To satisfy this requirement, the target node is consequently paired with that source element for which the gap is minimized. The gap is defined as the Euclidean distance between the target node and its projection onto/into a source element. In some cases, such as when candidate source elements are co-planar, the gap values may be identical and an alternate approach is required to pair the target node with one source element. Under these conditions, only the source elements with identical (and minimized) gaps are considered. The target node may be exactly in the domain of any of these source element, or
it will be in their domain within a tolerance. Preference is given to the last source element for which the target node is exactly in its domain. If the target node is only in the different domains within a tolerance, then the last candidate source element is used.
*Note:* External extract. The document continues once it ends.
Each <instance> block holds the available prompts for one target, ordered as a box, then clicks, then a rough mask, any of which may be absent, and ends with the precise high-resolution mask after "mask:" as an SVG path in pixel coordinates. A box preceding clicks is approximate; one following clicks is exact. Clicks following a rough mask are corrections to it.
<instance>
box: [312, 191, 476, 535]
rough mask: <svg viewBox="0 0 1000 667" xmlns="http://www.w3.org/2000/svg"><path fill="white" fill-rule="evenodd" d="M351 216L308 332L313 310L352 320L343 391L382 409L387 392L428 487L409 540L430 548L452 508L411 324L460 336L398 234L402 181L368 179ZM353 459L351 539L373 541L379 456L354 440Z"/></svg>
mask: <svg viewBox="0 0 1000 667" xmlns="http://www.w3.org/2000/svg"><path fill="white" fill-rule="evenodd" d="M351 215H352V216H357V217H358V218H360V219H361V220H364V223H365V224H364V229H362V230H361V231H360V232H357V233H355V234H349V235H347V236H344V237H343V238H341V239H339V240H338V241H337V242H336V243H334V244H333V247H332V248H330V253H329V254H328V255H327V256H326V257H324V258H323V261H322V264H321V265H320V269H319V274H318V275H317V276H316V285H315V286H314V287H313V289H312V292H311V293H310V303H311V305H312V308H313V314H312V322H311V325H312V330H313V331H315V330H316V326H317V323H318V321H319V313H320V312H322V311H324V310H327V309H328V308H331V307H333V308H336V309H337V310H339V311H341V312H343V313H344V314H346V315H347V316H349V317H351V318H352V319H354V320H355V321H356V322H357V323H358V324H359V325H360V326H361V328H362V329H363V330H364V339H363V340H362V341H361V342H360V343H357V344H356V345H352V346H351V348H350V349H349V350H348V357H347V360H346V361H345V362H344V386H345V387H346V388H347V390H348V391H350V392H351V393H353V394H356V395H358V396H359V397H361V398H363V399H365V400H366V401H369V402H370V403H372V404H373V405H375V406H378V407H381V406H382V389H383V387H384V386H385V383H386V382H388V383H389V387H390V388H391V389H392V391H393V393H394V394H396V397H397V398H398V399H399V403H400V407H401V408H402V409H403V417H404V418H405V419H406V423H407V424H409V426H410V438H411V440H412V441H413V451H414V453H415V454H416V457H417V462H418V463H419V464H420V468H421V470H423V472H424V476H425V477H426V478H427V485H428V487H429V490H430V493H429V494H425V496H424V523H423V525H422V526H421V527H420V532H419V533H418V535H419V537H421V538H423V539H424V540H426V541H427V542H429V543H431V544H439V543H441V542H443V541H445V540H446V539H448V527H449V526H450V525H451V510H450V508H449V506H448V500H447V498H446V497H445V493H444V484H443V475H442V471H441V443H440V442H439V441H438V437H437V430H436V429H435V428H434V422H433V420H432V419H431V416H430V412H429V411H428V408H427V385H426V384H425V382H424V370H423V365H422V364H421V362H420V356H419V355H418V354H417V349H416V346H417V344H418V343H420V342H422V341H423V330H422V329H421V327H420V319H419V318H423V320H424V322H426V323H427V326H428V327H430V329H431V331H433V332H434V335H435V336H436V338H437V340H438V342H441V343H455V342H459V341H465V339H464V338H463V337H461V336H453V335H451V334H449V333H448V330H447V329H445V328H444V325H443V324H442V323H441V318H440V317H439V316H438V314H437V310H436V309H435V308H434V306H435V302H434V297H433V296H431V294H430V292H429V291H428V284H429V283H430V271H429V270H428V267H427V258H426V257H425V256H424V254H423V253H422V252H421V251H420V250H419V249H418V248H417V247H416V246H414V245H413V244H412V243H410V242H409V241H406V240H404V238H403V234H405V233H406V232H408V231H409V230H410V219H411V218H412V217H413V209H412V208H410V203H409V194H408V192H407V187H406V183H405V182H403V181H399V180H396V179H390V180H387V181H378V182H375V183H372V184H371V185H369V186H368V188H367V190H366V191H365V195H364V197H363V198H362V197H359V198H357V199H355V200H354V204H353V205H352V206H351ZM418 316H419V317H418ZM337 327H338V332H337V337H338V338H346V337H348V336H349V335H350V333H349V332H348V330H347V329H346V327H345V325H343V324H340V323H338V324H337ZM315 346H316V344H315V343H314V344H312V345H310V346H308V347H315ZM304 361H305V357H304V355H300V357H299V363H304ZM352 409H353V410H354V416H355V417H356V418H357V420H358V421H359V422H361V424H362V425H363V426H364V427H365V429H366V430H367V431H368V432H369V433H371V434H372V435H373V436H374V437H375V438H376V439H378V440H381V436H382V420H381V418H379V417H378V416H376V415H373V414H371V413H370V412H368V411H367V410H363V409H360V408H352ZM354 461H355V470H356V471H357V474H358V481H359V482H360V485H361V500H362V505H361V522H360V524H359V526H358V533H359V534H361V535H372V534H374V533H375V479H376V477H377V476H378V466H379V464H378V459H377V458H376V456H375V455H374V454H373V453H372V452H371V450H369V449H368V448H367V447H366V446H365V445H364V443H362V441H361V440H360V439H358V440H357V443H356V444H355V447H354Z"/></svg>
Once the target node is paired with a source element, mapping weights are computed by evaluating the finite element shape functions associated with the paired source element at the target node.
If no target node-to-source element match is found in a non-empty bucket, then the target node is re-ported as being unmapped. It is important to note, however, that mapping weights are still evaluated for such nodes using the Bucket Surface Algorithm. Specifically, all unmapped target nodes are simply mapped to the nearest source node in the bucket and the target node is assigned the solution value corresponding to that source node.
Note
Significant ‘gap’ distances between successfully-mapped target nodes and source elements may occur. For information about how to have mapped nodes with ‘gap’ distances larger
than a specified tolerance be reported as unmapped, see Expert Settings Related to Mapping in Expert Settings (p. 24).
Case 2: The bucket associated with a target node is empty
If the bucket initially found for the target node is empty, then the closest non-empty bucket is found and the same procedure as highlighted in Case 1 is followed so that each target node is mapped to one source element and mapping weights are calculated.
Unmapped Nodes
With the Bucket Surface algorithm, there are two types of target nodes that can be reported as un-mapped: nodes that do not fall within a bucket (these are “unmatched nodes”), and nodes that do fall within a bucket, but that do not meet the gap tolerance (these are "gap nodes”). Unmatched nodes are mapped to the nearest source node in the bucket and the target node is simply assigned the solution value corresponding to that source node. Unmatched nodes are always reported as unmapped in the SCL file. Gap nodes are within a bucket, and so are mapped to the source nodes like all of the other mapped nodes and given a value accordingly. Gap nodes are reported as mapped in the SCI file. The gap tolerance and the reporting of gap nodes in the SCI file can be modified using Expert Settings (p. 24).